While we were fine with the shroud on the 5800 series, we do take slight issue with it on the 5770. Because the single 6-pin PCIe power connector on this card is on the rear of the card, the shroud is in the way of the PCIe power connector. This wasn’t an issue on the 5870 since the power connectors were on top, and on the 5850 the shroud stopped at the end of the card. But here the extra shroud makes it much harder to see what you’re doing when it comes to plugging in a PCIe power connector unless you’re looking at the rear of the card, and it makes it a bit harder to remove a PCIe power plug once placed.

AMD made it clear to us that they did consider this in the design of the 5770, and to their credit the shroud never makes inserting/removing a PCIe power plug impossible, but that doesn’t mean we have to like it. We would have liked to see the shroud go the same length as the card, so that it would be just as easy to use as the 5850.

At any rate, along with keeping the 5800 series shroud, the 5770 keeps the port configuration. 1 DisplayPort, 1 HDMI port, and 2 DVI ports make up the card’s output options. This is intentional on the part of AMD, as they want to push Eyefinity on these cards just as much as they do on their high-end products, which means they want to use the same ideal configuration. We wouldn’t be shocked to see this modified at the same time as vendors dropping the shroud though; 1 DVI, 1 HDMI, and 1 DisplayPort with a flexible HDMI->DVI adapter is a likely configuration.

The price of DisplayPort->DVI dongles rears its head once again here, and even more severely. DisplayPort monitors are still rare, so the most likely Eyefinity configuration is going to be 3x DVI, which is going to require a dongle. Those dongles are still going for $100+ right now, which is a significant fraction of the price of the card itself. We talked to AMD about this issue, but it’s something that’s out of their hands for the moment.

AMD is pricing this card at $159. This puts it in competition with the cheapest GTX 260s from NVIDIA, and AMD’s 4870, the latter of which tends to sell for only $10 less for the 1GB version. AMD wouldn’t give us a clear idea on how long they expect the 4870 to last, but it seems clear that they intend to phase out the 4870 with the 5770. This may not be such a great idea, but we’ll get to that after we take a look at performance.

Notably, this leaves a $100 pricing hole in AMD’s 5000-series product lineup, since the next card up is the $259 5850. AMD pointed out to us that this is by no means unprecedented (the 4800 series launch saw a $100 gap between the 4870 and 4850) but we’re not used to seeing such a gap in recent times. This price gap makes a little more sense with AMD’s target demographics: the 5800 series is for 2560x1600 gaming, while the 5770 is targeted for 1920x1200/1080. So as far as they’re concerned, there isn’t a demographic gap to make the price gap a problem.

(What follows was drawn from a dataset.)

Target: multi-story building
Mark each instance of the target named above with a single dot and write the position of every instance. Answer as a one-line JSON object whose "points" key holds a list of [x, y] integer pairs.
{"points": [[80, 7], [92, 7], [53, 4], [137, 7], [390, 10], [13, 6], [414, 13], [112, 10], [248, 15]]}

Anyhow, for the time being, the 4890 will function as a slight bridge on that pricing gap. It will continue to occupy a range around $180-$200.

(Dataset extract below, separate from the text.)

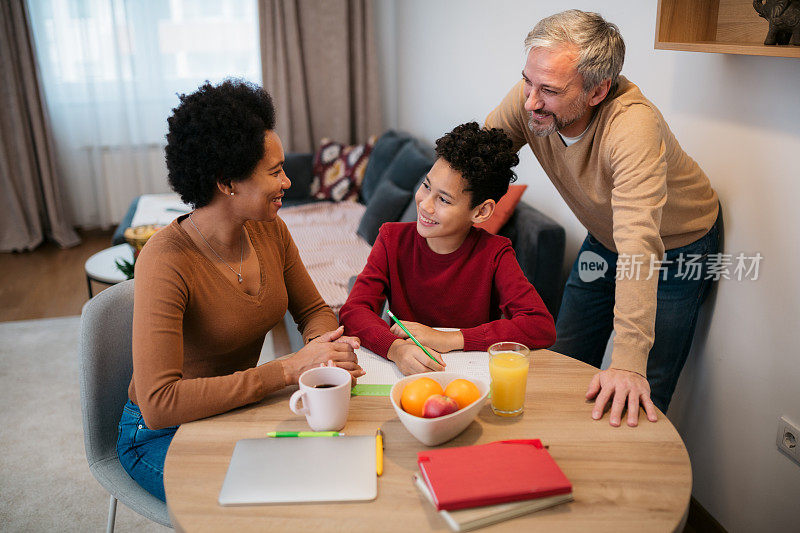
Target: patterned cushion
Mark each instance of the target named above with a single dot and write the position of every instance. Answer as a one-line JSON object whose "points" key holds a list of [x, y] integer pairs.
{"points": [[325, 235], [339, 170]]}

For today’s launch, availability is expected to be in the “tens of thousands” of units. We suspect that the situation is going to mirror the 5870 launch (tight availability at first) but we’ll see. For this launch period, AMD is also extending the DIRT 2 freebie offer to vendors that want to include it with their 5770 cards. So most if not all cards will come with a voucher for this game to get it in December.



Meet The 5750

Below the 5770, we have the 5750, the other card being launched today. This is a 700MHz card with 1 SIMD disabled, and the memory clock at 1.15GHz(4.6GHz effective). This represents an 18% decrease in core clock and the performance of all units tied to that clock, and a 10% further reduction in computational and texturing power due to the loss of a SIMD, for a total theoretical performance reduction of 26%. The ROP count remains unchanged at 16.

The 5750 will come with either 512MB or 1GB of RAM, depending on the target price, with no change in memory clocks. As is the case with 5770, we find the choice of memory speeds interesting since vendors still have to use the same speed RAM on the 5750 as they do the 5870 (boy this stuff must be cheap). No one makes 1.15GHz GDDR5, so vendors have no choice but to equip it with something faster. Our samples are using Hynix 1.25GHz modules, which means the 5750 and the 5770 should be capable of some easy memory overclocking (bus capabilities withstanding). At the moment no one makes 1.2GHz modules, so this may persist for some time.

Compared to the 5770, gone is the expensive Phoenix shroud, replaced with what we’re calling the “egg”. The egg is a simple circular heatsink with a 2-pin fan embedded in it, which sucks in air and pushes it out along the fins. The egg shape is brought about by the plastic cover at the top of the heatsink – we’re not sure if it’s just for looks or if it’s accomplishing some specific function. The card length is 7.15 inches, with no shroud to extend that.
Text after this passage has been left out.